A Tool for In-depth Analysis of Code Execution Reasoning of Large Language Models
Changshu Liu, Reyhaneh Jabbarvand
TL;DR
This paper tackles the challenge of interpreting code execution reasoning beyond mere input/output predictions. It introduces ExeRScope, a tool that combines static and dynamic program analysis to extract properties such as program constructs, complexity, dynamic behaviors, and variable types, linking them to LLM reasoning outcomes. Key contributions include a taxonomy of program constructs, multiple complexity metrics including CFG-based cyclomatic complexity, dynamic property extraction per input, and a comprehensive visualization/reporting pipeline. Across six LLMs and four benchmarks, the results show that recursive/nested constructs, higher complexity, longer loops, and non-primitive types hinder reasoning, underscoring the need for more representative benchmarks and execution-aware improvements.
Abstract
Code Executing Reasoning is becoming a new non-functional metric that assesses the ability of large language models (LLMs) in programming tasks.

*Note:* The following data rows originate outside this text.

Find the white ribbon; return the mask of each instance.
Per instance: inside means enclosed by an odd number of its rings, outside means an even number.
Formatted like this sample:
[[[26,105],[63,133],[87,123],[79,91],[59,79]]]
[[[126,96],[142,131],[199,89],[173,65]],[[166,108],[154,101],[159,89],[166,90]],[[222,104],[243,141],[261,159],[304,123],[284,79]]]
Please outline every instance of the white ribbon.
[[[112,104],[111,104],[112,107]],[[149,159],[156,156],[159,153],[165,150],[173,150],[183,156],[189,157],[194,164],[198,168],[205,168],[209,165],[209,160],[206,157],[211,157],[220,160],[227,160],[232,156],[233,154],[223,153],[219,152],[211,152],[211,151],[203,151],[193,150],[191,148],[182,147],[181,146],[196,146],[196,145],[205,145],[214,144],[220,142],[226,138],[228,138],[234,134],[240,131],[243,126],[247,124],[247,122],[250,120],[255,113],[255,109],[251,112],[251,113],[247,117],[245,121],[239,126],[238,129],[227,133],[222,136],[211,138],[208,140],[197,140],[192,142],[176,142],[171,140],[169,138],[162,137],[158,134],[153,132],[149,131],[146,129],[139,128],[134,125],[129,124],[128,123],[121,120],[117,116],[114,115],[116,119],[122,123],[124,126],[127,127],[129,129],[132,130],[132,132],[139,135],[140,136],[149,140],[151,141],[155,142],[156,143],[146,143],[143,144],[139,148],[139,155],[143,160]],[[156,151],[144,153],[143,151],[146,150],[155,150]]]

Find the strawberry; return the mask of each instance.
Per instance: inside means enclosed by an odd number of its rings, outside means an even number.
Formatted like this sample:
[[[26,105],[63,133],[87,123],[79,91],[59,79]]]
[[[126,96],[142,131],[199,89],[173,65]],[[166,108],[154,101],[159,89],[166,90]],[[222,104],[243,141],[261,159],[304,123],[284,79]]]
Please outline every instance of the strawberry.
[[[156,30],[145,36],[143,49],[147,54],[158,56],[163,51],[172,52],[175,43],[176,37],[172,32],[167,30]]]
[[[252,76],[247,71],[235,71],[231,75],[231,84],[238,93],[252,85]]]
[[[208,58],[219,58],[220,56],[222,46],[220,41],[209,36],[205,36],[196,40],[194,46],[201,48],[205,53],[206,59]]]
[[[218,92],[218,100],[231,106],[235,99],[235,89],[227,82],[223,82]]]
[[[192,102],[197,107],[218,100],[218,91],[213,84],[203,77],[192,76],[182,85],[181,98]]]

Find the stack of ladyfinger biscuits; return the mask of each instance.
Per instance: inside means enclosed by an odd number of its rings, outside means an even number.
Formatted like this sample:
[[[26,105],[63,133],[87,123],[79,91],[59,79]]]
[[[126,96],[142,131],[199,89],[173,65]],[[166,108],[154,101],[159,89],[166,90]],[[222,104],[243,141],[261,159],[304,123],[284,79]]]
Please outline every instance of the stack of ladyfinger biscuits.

State-of-the-art frameworks (CodeMind or REval) and benchmarks (CruxEval) usually focus on LLM's prediction of a given code's input/output or intermediate variable states/values on limited programs. However, there is no tool for more in-depth analysis of the results. Without such a tool, the observations about LLM's code execution reasoning cannot be generalized to more datasets, preventing the research community and practitioners from devising the next generation of LLMs with better code execution reasoning abilities. This paper introduces ExeRScope, a series of tools and heuristics to analyze the result of code execution reasoning frameworks to understand better the impact of code properties in the studied benchmarks on the code execution reasoning. With such tooling, analysis can be generalized to code with similar properties without the urgent need to design more benchmarks, which is a cumbersome effort.